A defesa argumentou que a mulher tem problemas psicológicos. “Ela não tem memória do fato. Inclusive, é muito triste, porque não tem nada a ver com o comportamento dela. É uma moça que tem uma atividade no skate, é uma moça da diversidade”, afirmou Antônio Sérgio Pitombo, um dos advogados da estudante.

Ele também criticou a Promotoria. “O Ministério Público foi muito negligente em relação à coleta de provas.
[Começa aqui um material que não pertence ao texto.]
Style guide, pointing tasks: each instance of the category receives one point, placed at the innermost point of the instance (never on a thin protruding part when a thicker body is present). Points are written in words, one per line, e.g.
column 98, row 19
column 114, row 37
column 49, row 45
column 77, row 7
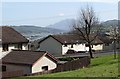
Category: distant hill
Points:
column 63, row 25
column 34, row 32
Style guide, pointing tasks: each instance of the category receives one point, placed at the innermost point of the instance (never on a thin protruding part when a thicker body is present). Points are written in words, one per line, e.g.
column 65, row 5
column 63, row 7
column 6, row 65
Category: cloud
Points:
column 103, row 1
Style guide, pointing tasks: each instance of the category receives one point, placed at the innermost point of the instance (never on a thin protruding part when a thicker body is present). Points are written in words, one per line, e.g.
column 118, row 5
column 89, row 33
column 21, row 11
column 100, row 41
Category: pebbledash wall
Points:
column 52, row 46
column 12, row 46
column 56, row 48
column 76, row 47
column 29, row 69
column 44, row 61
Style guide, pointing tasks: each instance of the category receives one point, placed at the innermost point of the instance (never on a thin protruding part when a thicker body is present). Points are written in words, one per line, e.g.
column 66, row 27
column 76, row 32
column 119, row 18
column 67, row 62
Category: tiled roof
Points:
column 72, row 39
column 9, row 35
column 66, row 38
column 25, row 57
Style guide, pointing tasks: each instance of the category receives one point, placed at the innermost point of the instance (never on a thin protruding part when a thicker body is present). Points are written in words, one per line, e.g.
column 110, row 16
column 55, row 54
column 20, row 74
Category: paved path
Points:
column 87, row 54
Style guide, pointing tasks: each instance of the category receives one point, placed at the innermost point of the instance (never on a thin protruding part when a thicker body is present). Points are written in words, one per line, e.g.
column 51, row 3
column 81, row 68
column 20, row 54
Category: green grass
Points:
column 104, row 66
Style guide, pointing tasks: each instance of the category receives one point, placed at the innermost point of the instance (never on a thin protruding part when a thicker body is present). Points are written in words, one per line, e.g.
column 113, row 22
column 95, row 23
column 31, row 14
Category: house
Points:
column 28, row 61
column 59, row 45
column 11, row 39
column 107, row 43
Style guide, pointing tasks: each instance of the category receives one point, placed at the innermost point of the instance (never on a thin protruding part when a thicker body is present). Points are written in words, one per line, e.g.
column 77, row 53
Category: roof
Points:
column 66, row 38
column 25, row 57
column 72, row 39
column 9, row 35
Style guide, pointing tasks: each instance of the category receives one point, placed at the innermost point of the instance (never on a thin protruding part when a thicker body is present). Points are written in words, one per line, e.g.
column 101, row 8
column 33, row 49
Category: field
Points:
column 103, row 66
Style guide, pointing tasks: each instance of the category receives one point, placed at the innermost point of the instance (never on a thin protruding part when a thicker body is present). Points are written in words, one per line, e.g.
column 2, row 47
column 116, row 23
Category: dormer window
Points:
column 72, row 46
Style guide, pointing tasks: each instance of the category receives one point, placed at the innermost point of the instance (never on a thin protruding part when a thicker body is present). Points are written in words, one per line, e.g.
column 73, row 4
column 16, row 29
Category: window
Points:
column 72, row 46
column 86, row 45
column 5, row 47
column 45, row 68
column 65, row 45
column 106, row 44
column 3, row 68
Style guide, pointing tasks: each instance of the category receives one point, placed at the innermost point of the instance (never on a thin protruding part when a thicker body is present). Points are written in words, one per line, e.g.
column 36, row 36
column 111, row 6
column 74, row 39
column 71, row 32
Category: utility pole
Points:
column 115, row 38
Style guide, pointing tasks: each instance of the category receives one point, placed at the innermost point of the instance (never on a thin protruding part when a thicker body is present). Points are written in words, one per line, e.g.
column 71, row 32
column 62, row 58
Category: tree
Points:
column 86, row 25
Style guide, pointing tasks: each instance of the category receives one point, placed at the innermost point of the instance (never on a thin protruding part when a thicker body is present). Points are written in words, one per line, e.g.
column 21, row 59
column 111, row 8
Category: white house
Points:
column 59, row 45
column 11, row 39
column 28, row 61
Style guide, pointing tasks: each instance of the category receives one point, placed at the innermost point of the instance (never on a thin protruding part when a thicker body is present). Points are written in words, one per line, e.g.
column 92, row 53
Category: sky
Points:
column 46, row 12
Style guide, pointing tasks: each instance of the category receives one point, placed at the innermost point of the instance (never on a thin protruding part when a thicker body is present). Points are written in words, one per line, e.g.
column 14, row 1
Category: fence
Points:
column 71, row 65
column 12, row 74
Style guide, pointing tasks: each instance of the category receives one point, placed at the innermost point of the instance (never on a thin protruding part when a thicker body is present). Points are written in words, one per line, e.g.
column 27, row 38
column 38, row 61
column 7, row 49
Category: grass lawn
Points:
column 103, row 66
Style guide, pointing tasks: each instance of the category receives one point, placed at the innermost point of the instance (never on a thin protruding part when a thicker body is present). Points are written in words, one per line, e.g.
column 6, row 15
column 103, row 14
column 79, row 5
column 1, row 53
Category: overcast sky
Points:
column 46, row 12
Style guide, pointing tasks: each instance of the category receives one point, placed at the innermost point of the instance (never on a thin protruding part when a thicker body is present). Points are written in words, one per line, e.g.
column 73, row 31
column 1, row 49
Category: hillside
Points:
column 103, row 66
column 34, row 32
column 63, row 25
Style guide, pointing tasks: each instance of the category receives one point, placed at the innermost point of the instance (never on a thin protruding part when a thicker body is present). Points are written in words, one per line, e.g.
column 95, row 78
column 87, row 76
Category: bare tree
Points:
column 87, row 24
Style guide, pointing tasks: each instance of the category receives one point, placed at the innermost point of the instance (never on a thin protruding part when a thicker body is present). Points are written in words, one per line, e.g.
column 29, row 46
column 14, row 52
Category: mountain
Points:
column 63, row 25
column 35, row 32
column 113, row 23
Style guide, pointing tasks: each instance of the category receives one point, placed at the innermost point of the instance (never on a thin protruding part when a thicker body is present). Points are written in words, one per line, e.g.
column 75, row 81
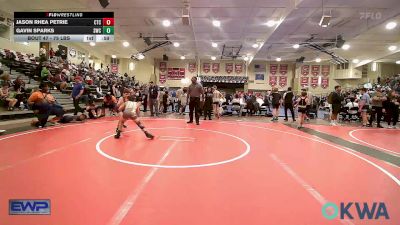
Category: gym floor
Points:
column 221, row 172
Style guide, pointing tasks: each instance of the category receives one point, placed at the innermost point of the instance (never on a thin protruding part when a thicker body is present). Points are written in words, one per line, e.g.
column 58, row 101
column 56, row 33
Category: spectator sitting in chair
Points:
column 5, row 97
column 92, row 109
column 44, row 105
column 45, row 73
column 109, row 102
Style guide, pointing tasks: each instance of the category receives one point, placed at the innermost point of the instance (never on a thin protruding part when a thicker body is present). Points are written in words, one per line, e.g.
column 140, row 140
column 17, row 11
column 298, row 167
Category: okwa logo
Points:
column 376, row 210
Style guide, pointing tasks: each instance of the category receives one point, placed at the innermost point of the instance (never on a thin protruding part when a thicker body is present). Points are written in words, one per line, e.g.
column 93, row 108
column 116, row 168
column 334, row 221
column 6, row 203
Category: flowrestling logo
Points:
column 29, row 207
column 349, row 210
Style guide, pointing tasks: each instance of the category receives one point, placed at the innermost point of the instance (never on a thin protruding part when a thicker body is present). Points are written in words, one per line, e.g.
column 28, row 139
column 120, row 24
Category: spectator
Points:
column 45, row 73
column 6, row 98
column 153, row 98
column 276, row 102
column 77, row 92
column 336, row 101
column 377, row 104
column 44, row 105
column 288, row 97
column 110, row 103
column 364, row 105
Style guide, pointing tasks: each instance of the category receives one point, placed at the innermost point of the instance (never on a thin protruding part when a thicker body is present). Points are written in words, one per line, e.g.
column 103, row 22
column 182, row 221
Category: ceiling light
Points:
column 325, row 20
column 216, row 23
column 374, row 67
column 345, row 47
column 166, row 23
column 270, row 23
column 125, row 44
column 392, row 47
column 391, row 25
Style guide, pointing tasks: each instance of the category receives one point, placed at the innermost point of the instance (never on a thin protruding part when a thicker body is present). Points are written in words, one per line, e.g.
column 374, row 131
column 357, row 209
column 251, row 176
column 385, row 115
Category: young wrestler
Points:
column 130, row 110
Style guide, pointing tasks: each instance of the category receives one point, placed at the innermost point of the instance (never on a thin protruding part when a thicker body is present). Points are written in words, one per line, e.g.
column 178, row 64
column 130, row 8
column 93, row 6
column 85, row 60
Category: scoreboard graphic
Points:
column 64, row 26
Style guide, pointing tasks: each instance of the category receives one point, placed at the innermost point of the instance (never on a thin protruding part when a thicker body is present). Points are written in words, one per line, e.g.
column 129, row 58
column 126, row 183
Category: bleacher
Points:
column 25, row 67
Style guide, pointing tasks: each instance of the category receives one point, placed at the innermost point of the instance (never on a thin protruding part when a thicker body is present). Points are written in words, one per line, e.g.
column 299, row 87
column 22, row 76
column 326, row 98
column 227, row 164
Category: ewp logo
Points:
column 376, row 211
column 29, row 207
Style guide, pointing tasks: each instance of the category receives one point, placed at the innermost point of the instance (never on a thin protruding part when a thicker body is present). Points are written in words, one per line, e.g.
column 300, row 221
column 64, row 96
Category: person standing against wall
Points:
column 288, row 103
column 195, row 91
column 153, row 98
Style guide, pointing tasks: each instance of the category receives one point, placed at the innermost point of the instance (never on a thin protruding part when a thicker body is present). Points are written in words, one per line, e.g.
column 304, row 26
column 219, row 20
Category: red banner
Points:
column 325, row 82
column 282, row 81
column 314, row 82
column 305, row 70
column 304, row 81
column 162, row 78
column 283, row 69
column 192, row 67
column 325, row 70
column 114, row 68
column 315, row 70
column 273, row 68
column 273, row 80
column 176, row 73
column 215, row 67
column 206, row 67
column 163, row 67
column 229, row 67
column 239, row 68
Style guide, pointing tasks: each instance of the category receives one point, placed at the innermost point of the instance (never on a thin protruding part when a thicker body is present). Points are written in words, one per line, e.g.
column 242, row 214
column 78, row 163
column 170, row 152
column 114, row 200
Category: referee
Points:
column 195, row 90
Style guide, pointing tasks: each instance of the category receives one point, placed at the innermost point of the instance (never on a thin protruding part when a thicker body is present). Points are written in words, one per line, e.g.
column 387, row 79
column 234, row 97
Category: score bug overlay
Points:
column 64, row 26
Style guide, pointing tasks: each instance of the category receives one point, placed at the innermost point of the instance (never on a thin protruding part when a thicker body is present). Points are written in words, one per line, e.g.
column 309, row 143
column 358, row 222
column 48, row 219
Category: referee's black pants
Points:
column 194, row 105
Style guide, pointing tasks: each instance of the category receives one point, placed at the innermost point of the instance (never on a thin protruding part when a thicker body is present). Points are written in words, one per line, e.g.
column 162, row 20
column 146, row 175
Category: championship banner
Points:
column 163, row 67
column 229, row 67
column 315, row 70
column 325, row 82
column 239, row 67
column 283, row 69
column 176, row 73
column 273, row 68
column 314, row 82
column 304, row 81
column 215, row 67
column 282, row 81
column 162, row 78
column 325, row 70
column 192, row 67
column 305, row 70
column 206, row 67
column 273, row 80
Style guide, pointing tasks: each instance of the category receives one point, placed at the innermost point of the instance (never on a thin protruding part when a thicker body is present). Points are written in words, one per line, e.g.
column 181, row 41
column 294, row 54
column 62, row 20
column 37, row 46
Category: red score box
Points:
column 108, row 21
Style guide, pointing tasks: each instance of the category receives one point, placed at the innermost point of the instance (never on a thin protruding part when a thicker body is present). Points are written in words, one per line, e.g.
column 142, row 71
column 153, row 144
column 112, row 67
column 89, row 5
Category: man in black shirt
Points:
column 153, row 98
column 288, row 103
column 195, row 90
column 336, row 100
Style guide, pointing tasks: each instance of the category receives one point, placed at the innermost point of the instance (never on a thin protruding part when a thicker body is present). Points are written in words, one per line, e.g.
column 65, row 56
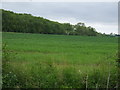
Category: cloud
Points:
column 93, row 13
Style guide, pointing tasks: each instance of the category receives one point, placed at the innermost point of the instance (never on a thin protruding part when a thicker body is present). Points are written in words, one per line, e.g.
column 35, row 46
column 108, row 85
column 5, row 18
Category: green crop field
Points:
column 59, row 61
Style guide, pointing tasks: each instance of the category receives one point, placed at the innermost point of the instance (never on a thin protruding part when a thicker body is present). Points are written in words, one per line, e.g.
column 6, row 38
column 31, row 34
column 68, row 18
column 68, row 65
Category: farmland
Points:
column 60, row 61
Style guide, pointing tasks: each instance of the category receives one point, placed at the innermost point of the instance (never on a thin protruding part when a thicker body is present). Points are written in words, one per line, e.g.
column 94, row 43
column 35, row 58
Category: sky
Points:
column 103, row 16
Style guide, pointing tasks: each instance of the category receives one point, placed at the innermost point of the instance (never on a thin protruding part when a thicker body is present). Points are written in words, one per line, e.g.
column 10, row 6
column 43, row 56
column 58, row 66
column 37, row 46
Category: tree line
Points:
column 26, row 23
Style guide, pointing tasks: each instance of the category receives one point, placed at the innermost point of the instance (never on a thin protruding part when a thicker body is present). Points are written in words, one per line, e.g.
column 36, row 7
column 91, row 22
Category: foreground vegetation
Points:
column 59, row 61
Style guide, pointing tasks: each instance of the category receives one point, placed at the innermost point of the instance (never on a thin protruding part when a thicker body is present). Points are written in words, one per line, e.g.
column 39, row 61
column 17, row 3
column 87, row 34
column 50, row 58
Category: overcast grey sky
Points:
column 101, row 15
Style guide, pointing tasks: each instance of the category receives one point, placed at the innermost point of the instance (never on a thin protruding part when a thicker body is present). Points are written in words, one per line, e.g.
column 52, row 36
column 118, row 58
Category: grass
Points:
column 61, row 61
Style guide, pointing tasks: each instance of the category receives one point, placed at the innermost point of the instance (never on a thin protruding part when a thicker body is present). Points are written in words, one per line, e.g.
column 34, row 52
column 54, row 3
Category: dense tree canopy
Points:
column 26, row 23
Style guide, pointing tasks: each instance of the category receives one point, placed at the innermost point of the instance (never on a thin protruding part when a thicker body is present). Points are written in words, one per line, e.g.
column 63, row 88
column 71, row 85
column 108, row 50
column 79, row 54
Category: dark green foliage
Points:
column 26, row 23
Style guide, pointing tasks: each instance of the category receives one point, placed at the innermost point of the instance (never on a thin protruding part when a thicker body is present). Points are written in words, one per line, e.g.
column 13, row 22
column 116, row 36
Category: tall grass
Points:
column 58, row 61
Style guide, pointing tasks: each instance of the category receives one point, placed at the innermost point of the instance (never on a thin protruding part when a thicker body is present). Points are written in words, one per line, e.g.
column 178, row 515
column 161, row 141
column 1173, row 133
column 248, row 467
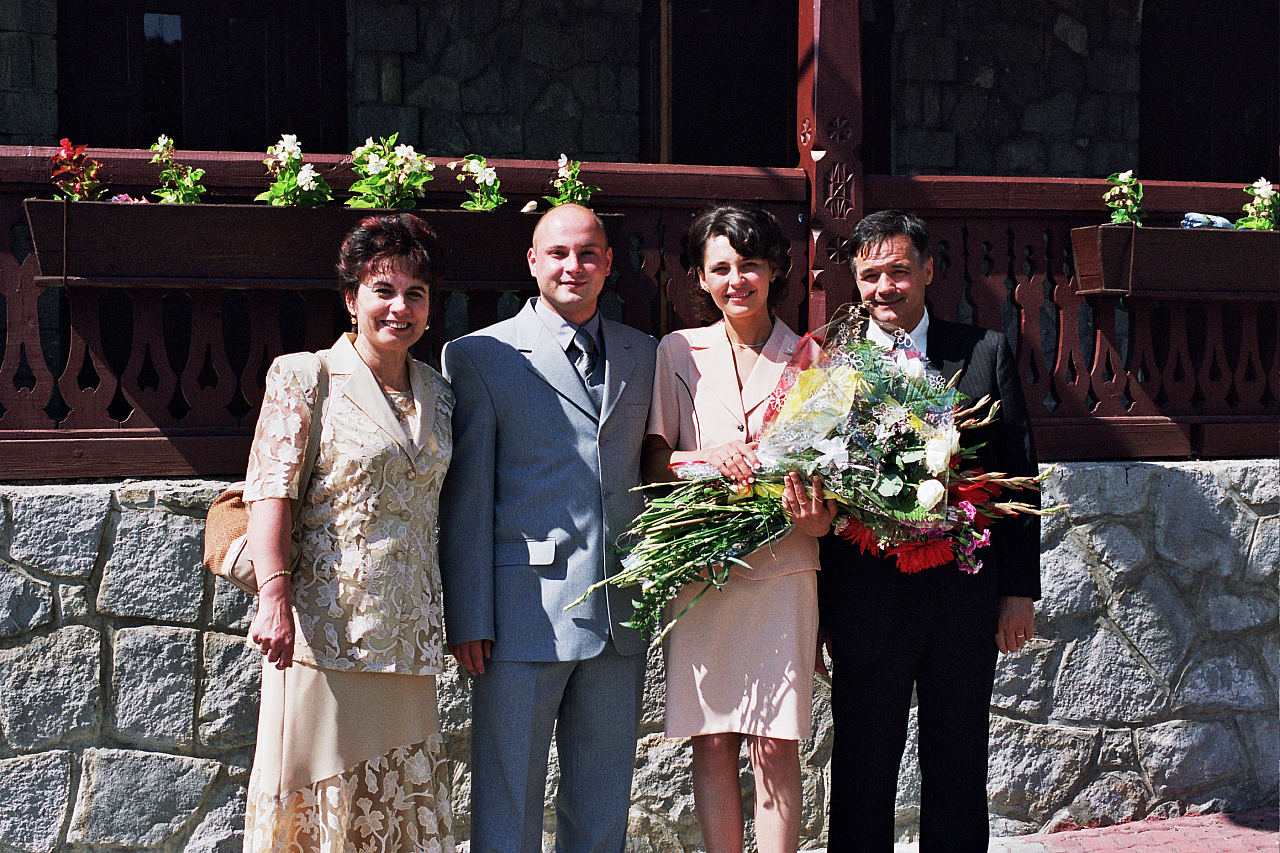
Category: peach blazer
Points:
column 696, row 405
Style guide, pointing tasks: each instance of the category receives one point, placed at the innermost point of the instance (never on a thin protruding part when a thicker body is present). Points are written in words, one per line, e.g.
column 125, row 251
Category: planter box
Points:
column 1188, row 263
column 251, row 245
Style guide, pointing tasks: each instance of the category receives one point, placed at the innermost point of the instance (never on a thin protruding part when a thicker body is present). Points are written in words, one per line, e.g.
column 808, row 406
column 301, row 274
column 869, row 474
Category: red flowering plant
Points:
column 76, row 173
column 881, row 429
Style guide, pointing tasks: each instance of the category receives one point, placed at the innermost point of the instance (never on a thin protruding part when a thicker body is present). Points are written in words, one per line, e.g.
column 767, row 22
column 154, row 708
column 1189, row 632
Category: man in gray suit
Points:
column 549, row 416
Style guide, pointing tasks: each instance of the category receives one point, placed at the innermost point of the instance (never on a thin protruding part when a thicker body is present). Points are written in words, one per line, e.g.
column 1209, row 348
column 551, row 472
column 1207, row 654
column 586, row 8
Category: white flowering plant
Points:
column 391, row 176
column 179, row 185
column 487, row 195
column 296, row 183
column 568, row 188
column 1261, row 211
column 1124, row 199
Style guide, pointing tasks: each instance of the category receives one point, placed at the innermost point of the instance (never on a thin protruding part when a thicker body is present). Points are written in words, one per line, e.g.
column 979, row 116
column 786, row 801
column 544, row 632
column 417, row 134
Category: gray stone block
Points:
column 1157, row 623
column 1262, row 743
column 1052, row 117
column 49, row 688
column 228, row 707
column 222, row 829
column 154, row 683
column 1024, row 678
column 1225, row 680
column 1101, row 682
column 435, row 92
column 1033, row 769
column 1068, row 585
column 155, row 568
column 385, row 27
column 137, row 798
column 36, row 792
column 1116, row 797
column 24, row 603
column 1183, row 757
column 58, row 529
column 1073, row 33
column 233, row 607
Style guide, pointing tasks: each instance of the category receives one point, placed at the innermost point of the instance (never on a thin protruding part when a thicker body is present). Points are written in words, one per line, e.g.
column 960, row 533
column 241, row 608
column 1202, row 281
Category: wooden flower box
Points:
column 1184, row 263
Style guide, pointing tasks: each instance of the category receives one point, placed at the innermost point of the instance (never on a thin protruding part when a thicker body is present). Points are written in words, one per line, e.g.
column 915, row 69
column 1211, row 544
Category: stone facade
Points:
column 1015, row 89
column 128, row 697
column 504, row 80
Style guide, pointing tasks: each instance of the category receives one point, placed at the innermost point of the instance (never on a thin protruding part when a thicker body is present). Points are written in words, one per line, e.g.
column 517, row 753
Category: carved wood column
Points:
column 830, row 135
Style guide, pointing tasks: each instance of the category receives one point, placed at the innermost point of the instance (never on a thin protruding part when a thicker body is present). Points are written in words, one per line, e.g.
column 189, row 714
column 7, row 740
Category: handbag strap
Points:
column 309, row 459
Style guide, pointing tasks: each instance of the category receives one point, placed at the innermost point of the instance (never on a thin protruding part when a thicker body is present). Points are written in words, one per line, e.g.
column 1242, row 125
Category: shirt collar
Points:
column 563, row 331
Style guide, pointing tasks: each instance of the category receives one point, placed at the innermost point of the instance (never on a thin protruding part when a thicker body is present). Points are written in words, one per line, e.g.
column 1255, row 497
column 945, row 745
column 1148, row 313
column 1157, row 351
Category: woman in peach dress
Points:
column 740, row 662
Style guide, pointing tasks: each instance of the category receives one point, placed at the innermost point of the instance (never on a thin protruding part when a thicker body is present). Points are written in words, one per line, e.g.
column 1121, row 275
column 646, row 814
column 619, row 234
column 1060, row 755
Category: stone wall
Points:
column 128, row 698
column 28, row 72
column 504, row 80
column 1028, row 87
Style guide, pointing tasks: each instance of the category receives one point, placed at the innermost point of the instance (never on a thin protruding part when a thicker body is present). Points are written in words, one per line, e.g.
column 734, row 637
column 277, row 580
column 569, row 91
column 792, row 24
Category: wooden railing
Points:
column 163, row 378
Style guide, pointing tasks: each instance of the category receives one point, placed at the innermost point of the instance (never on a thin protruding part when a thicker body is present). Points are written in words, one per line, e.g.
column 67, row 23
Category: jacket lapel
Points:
column 768, row 368
column 352, row 378
column 618, row 364
column 549, row 363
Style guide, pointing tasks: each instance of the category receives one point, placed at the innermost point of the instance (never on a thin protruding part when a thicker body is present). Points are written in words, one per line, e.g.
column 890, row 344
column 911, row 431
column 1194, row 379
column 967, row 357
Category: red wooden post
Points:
column 830, row 135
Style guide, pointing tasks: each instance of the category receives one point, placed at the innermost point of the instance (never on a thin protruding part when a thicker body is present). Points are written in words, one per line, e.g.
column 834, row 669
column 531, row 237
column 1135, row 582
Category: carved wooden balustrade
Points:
column 161, row 378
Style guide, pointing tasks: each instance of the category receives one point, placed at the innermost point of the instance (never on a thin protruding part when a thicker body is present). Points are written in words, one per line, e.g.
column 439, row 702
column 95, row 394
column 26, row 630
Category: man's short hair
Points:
column 881, row 227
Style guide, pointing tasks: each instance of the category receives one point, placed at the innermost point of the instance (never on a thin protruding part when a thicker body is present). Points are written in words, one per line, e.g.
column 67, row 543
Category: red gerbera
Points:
column 859, row 534
column 918, row 556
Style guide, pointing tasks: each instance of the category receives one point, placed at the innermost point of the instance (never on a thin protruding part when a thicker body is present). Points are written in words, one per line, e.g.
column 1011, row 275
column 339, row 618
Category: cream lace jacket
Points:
column 366, row 593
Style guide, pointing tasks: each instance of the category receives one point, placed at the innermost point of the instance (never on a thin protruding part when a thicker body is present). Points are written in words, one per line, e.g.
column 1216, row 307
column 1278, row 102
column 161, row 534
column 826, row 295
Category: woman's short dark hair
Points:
column 881, row 227
column 753, row 232
column 398, row 240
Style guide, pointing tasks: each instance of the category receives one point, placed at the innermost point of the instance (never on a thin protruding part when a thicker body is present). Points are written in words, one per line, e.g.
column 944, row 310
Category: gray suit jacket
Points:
column 539, row 491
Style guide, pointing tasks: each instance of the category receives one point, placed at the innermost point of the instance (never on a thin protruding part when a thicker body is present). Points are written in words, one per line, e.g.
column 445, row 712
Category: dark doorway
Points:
column 1210, row 91
column 213, row 74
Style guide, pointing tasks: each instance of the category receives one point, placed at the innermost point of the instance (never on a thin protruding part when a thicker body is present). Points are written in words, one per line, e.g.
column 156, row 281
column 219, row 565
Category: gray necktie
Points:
column 583, row 352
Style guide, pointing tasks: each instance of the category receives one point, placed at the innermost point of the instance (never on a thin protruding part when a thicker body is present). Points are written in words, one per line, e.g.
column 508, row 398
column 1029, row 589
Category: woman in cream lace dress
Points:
column 350, row 755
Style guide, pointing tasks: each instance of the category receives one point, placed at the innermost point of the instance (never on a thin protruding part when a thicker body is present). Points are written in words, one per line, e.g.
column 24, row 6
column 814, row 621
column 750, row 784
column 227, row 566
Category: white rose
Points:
column 937, row 454
column 929, row 492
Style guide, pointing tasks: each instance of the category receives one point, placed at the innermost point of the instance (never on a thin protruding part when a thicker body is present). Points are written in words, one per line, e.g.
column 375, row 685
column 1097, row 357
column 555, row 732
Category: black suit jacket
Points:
column 860, row 597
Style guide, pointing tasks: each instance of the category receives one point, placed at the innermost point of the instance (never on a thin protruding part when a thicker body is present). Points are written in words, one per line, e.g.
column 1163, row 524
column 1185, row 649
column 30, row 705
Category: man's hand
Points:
column 472, row 655
column 1016, row 623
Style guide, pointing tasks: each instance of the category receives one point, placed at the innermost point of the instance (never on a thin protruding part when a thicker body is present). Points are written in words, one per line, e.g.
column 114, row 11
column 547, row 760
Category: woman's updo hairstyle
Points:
column 753, row 232
column 391, row 241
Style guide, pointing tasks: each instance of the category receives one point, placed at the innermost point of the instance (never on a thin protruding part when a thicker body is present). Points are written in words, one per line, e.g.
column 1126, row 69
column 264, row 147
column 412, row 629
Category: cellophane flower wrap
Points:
column 883, row 433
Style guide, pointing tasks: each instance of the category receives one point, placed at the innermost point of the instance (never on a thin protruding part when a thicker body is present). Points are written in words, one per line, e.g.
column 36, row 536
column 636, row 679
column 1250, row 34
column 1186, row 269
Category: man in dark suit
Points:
column 936, row 632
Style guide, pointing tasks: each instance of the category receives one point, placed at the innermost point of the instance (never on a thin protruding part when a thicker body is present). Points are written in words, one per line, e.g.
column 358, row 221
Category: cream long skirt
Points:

A gente pediu para que fossem trazidos para os autos os vídeos do local, e o Ministério Público achou a prova desnecessária”, concluiu o advogado.

O promotor Danilo Keiti Goto, do Gecradi (Grupo Especial de Combate aos Crimes Raciais e de Intolerância), afirmou que as provas são claras e que, diante delas, a Promotoria entendeu que as imagens do local não eram necessárias.

Também afirmou que não foram apresentadas provas de que a ré foi vítima de agressão ou violência sexual.

“Na prática [a decisão], autoriza o racismo daquele que faz uso de qualquer substância. A prova nos autos é contundente no sentido de que, no momento dos fatos, a acusada não só se embriagou de forma voluntária como estava lúcida quando cometeu os crimes”, afirmou.